Whether in large metropolitan areas or the mountains of rural Appalachia, too often we fail to consider the circumstances that people experiencing homelessness deal with every day and how our research, programs, and policies may contribute to such circumstances. We assume that if we build facilities, they will come but, the result is ineffective approaches that contribute to diminished self-worth and self-esteem among people experiencing homelessness.
But there is a path forward. By using harm reduction approaches, grounded in justice and human rights, and centering those experiencing homelessness in our decision-making and policies, we can create humanistic and equitable approaches to address the water, sanitation, hygiene needs of people experiencing homelessness and related emotional, mental, and physical health outcomes that result from unmet needs. My early work in Appalachia helped me re-imagine what good public health work can look like.

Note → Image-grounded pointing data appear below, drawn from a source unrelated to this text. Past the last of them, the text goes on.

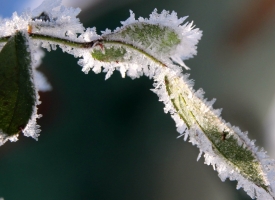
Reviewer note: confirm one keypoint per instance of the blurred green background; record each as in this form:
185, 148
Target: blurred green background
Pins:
104, 140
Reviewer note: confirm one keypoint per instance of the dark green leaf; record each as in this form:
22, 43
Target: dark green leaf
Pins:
17, 93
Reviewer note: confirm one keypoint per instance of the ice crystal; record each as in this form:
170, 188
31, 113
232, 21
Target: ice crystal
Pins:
151, 47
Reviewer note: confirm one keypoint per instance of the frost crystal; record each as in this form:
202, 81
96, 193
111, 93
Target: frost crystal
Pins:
155, 47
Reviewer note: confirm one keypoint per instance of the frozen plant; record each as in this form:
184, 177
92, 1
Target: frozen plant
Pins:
154, 47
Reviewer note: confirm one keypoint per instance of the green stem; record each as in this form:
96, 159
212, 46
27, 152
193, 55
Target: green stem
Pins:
85, 45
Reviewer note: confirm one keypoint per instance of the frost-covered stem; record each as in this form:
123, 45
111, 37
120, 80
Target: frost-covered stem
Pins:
229, 150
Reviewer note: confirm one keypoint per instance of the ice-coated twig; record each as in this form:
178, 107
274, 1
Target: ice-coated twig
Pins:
154, 47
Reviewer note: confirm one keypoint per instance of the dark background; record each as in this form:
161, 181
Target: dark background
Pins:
111, 139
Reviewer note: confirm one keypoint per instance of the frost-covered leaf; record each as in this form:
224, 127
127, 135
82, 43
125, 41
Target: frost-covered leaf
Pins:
17, 93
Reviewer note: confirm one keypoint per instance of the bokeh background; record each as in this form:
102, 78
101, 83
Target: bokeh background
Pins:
104, 140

Reflections from Appalachia
My journey in water, sanitation, and hygiene among those without stable housing began amid the mountains and hollows of Central Appalachia where the opioid epidemic has hit hard and there are scant social, economic, and healthcare resources.
After graduating from my master’s program, I began working as a research assistant in Appalachian Kentucky. While working on projects focused on substance use, I spoke with many people experiencing homelessness and later conducted a study to understand their experiences with water, sanitation, and hygiene; the first of its kind in rural America.
I was also charged with co-hosting community cookouts to engage with and recruit participants. People would stop by for free food and stay for quick banter.
It took some time for people to open up and overcome their skepticism. After all, I was handing out free food in random parking lots. But over time my relationships with people grew as did the depth of our conversations.